1. Aux termes de l'article R. 922-17 du même code : " Le jugement est rendu, sans conclusions du rapporteur public, par le président du tribunal administratif ou le magistrat qu'il désigne à cet effet. () 4° Rejeter les recours entachés d'une irrecevabilité manifeste non susceptible d'être couverte en cours d'instance ". Aux termes de l'article L.614-1 du code de l'entrée et du séjour des étrangers et du droit d'asile : " La décision portant obligation de quitter le territoire français ainsi que la décision relative au séjour, la décision relative au délai de départ volontaire et l'interdiction de retour sur le territoire français qui l'accompagnent, le cas échéant, peuvent être contestées devant le tribunal administratif selon la procédure prévue à l'article L. 911-1. " aux termes duquel : " Lorsqu'une disposition du présent code prévoit qu'une décision peut être contestée selon la procédure prévue au présent article, le tribunal administratif peut être saisi dans le délai d'un mois à compter de la notification de la décision () ". Aux termes de l'article R. 421-5 du code de justice administrative : " Les délais de recours contre une décision administrative ne sont opposables qu'à la condition d'avoir été mentionnés, ainsi que les voies de recours, dans la notification de la décision ". Il résulte de ces dispositions que, pour être recevables, les requêtes tendant à l'annulation de telles décisions doivent être présentées au greffe du tribunal administratif, pour y être enregistrées, dans un délai d'un mois suivant la notification de l'arrêté comportant ces décisions.

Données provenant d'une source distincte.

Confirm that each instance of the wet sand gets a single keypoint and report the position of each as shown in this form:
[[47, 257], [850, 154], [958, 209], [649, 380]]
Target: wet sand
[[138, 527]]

2. 3. Il ressort des pièces du dossier que l'arrêté du 17 octobre 2024 par lequel le préfet de Loir-et-Cher lui a refusé son admission au séjour, l'a obligé à quitter le territoire français dans un délai de 30 jours et a fixé le pays à destination duquel il pourra être reconduit d'office lui a été notifié par voie postale le 23 octobre 2024 et comporte les voies et délais de recours qui indiquent clairement un délai d'un mois pour saisir le tribunal administratif conformément aux dispositions citées au point précédent. Or, la requête susvisée de M. A tendant à l'annulation des décisions du 17 octobre 2024 par lesquelles le préfet de Loir-et-Cher a rejeté sa demande d'admission au séjour et l'a obligé à quitter le territoire français dans un délai de trente jours a été enregistrée sur l'application Télérecours le 19 décembre 2024 soit au-delà du délai d'un mois après le 23 octobre 2024. M. A ne fait état d'aucune difficulté pour faire enregistrer son recours. Dans ces conditions, les conclusions à fin d'annulation sont tardives et, par suite, irrecevables.

O R D O N N E :

Article 1er : La requête de M. A est rejetée.

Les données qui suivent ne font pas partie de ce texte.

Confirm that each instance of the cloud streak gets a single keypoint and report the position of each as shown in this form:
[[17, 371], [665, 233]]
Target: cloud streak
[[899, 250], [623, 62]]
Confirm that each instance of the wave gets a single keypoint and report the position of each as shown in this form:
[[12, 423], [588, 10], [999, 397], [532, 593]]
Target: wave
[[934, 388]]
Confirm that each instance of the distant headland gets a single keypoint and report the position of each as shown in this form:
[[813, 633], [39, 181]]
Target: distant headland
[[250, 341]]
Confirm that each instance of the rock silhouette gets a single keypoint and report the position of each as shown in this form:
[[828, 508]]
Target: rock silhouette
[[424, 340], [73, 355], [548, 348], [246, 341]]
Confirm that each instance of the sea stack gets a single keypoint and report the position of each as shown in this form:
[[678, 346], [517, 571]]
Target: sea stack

Article 2 : La présente ordonnance sera notifiée M. B C A et au préfet de Loir-et-Cher.

Fait à Orléans, le 10 mars 2025.

Le magistrat désigné,

G. GIRARD-RATRENAHARIMANGA

La République mande et ordonne au préfet de Loir-et-Cher en ce qui le concerne ou à tous commissaires de justice à ce requis en ce qui concerne les voies de droit commun contre les parties privées, de pourvoir à l'exécution de la présente décision.